Permettez, monseigneur, que votre nom soit publié au premier rang de ceux qui auront daigné aider les défenseurs de l’innocence à la secourir contre l’oppression. Les bienfaiteurs de l’humanité doivent être connus. Leur nom sera cher à tous les esprits tolérants et à toutes les âmes sensibles.
Je suis persuadé que votre altesse sérénissime sera touchée après avoir lu seulement la page qui expose le malheur des Sirven. Plusieurs personnes se sont réunies dans le dessein de poursuivre cette affaire comme celle des Calas. Nous ne demandons qu’un léger secours. Nous savons que vos sujets ont le premier droit à vos générosités. La moindre marque de vos bontés sera précieuse. Que ne puis-je les venir implorer moi-même, et être témoin du bonheur qu’on goûte dans vos Etats ! Je suis réduit à ne vous présenter que de loin le profond respect et le dévouement inviolable avec lequel je serai jusqu’au dernier moment de ma vie, etc.

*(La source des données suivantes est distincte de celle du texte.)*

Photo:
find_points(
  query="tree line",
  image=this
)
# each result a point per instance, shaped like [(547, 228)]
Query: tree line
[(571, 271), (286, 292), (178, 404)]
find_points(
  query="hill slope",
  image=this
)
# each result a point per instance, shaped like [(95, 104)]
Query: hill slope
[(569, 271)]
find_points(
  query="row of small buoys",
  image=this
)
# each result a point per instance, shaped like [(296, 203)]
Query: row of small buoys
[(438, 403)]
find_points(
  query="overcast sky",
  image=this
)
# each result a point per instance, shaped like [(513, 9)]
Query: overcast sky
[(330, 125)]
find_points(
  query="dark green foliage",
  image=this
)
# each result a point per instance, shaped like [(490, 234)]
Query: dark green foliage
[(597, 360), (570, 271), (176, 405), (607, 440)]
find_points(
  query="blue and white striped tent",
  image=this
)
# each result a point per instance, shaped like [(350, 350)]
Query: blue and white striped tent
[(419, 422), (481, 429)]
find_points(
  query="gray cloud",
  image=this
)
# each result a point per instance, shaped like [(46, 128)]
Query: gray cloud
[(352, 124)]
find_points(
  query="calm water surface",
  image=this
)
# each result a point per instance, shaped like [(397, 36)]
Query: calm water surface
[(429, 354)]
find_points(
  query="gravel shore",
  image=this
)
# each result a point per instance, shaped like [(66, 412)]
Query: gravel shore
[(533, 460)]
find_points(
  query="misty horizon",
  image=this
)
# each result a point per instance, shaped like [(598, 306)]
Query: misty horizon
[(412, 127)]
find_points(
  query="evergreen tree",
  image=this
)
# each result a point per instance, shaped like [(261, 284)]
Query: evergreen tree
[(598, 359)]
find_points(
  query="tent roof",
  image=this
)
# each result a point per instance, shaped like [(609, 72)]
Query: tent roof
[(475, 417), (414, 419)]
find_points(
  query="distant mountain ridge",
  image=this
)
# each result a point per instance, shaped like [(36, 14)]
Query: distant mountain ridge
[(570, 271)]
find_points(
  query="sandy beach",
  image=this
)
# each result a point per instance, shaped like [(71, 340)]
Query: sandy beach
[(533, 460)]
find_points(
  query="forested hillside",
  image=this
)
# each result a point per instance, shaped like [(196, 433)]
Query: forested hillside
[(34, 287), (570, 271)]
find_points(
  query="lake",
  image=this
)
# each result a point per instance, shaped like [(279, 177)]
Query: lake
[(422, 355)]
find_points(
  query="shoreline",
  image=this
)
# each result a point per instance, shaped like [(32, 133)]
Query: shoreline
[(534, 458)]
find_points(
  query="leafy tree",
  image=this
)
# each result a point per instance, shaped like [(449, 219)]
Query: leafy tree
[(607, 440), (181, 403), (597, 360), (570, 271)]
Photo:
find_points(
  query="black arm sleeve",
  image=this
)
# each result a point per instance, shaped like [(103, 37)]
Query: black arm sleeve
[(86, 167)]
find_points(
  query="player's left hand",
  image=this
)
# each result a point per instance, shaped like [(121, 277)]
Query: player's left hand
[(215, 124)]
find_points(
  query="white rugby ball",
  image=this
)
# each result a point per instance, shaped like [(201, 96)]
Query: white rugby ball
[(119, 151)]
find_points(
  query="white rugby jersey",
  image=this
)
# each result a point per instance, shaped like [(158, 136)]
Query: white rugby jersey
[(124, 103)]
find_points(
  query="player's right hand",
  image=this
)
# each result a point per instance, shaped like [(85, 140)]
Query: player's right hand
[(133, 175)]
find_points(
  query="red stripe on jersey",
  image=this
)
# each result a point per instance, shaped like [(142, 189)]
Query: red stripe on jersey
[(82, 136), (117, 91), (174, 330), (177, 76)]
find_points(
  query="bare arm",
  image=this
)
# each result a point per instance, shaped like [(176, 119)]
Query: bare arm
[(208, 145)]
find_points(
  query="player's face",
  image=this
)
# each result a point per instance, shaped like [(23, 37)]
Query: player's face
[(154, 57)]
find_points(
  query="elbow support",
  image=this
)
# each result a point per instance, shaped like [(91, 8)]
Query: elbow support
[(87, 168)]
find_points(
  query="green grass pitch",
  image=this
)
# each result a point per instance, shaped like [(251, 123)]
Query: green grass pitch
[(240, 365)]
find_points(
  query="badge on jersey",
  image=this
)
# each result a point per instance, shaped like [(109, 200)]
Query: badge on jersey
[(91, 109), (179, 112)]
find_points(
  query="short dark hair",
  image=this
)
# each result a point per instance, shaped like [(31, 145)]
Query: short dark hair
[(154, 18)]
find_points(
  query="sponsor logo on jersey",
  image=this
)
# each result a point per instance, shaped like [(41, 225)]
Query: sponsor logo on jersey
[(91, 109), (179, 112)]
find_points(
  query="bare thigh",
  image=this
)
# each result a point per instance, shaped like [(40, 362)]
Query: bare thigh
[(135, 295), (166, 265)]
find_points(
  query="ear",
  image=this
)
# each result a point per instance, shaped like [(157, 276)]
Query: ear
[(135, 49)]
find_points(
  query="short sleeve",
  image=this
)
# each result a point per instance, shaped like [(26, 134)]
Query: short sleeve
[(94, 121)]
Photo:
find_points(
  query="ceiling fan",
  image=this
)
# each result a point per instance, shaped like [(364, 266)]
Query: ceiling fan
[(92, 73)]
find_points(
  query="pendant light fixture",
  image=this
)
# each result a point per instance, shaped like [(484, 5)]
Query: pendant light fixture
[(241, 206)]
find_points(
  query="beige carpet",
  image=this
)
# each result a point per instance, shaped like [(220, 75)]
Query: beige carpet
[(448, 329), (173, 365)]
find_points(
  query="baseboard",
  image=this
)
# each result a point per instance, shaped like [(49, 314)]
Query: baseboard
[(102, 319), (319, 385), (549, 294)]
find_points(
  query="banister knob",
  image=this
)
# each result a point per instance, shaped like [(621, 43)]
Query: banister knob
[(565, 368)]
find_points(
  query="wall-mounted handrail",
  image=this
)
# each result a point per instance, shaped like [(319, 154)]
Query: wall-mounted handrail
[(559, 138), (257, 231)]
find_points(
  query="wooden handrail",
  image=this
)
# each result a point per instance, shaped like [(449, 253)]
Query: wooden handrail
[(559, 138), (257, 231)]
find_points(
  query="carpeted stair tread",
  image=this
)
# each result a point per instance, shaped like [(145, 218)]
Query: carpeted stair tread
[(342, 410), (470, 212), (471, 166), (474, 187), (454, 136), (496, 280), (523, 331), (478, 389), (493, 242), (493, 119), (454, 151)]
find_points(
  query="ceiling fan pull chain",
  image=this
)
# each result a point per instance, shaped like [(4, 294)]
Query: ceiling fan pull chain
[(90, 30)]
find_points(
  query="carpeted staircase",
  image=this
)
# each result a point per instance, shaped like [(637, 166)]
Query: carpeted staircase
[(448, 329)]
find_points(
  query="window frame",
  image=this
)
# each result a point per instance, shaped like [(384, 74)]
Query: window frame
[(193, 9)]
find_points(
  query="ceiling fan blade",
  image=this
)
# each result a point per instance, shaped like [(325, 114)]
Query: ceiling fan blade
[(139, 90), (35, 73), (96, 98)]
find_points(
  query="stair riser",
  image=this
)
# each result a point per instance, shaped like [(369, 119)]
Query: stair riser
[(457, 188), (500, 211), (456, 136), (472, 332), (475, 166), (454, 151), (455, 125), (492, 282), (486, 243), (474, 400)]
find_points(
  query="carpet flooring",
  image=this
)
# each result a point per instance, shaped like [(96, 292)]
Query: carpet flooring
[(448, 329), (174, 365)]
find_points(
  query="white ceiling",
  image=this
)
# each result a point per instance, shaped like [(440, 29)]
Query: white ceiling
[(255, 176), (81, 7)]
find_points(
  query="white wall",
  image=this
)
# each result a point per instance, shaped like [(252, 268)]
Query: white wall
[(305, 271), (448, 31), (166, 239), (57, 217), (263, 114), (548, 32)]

à M. le marquis d’Argence de Dirac.
21 Juin 1766 (1).
M. Boursier me mande, mon respectable philosophe, qu’il vous a dépêché par la voie de Lyon et de Limoges un petit paquet de raretés du pays. Je vous en donne avis, quoiqu’il soit vraisemblable que vous recevrez le paquet avant ma lettre. Les paquets vont en droiture, et les lettres passent par Paris, ce qui fait cent lieues de plus, et opère un retardement considérable, sujet à beaucoup d’inconvénients.
M. Boursier m’assure qu’il aura toujours soin de vous faire parvenir toutes les choses que vous paraissez désirer ; il vous est tendrement attaché. Il est vrai qu’on peut lui reprocher un peu de paresse ; mais on doit l’excuser : il traîne une vie fort languissante et est très rarement en état d’écrire.
Je reçois dans ce moment une de vos lettres, par laquelle vous me mandez que princes et princesses peuvent passer dans nos déserts. Ces déserts sont bien indignes d’eux ; il n’y a plus de théâtre : les ailes qu’on bâtit ne sont pas encore achevées ; le prieur du couvent est malade, la prieure aussi ; ils seraient désespérés tous deux de ne pouvoir recevoir de tels hôtes d’une manière qui pût leur plaire. Le voisinage est très triste. Cependant, si les dieux s’avisaient de descendre dans ces hameaux, ils trouveraient encore des Baucis et des Philémons ; mais il vaudrait encore mieux recevoir des philosophes que des princesses.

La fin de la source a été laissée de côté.